SAN FRANCISCO - Pacific
Gas and Electric Company today issued the following statement after
the California Public Utilities Commission (CPUC) held a press conference
to discuss its alternate plan of reorganization:
"The CPUC's second attempt
to develop an alternative bankruptcy plan is no more practical or
confirmable than their first plan. Admitting that their first effort
fell $4.5 billion short, their second attempt seeks to close that
gap by issuing billions in new debt and through a scheme to issue
stock in the utility to raise cash. We believe the CPUC's plan could
not be confirmed or implemented.
"More than a year late,
the Commission finally recognizes the need to have investment grade
utility companies so that the state can exit the procurement business.
Yet their plan makes none of the fundamental regulatory commitments
needed to achieve or assure investment grade status.

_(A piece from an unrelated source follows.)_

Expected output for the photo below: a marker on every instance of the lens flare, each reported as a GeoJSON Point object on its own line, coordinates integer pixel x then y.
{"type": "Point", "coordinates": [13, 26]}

"The CPUC's plan to eliminate
any return on equity violates federal and state law and would prompt
substantial litigation. The proposed equity sale violates the rights
of shareholders. It also would greatly harm tens of thousands of
our employees and retirees whose 401(k) accounts, and retirement
plans include significant amounts of PG&E stock. They and thousands
of small shareholders, many on fixed incomes, have seen their investments
decimated by the actions of the CPUC over the past two years."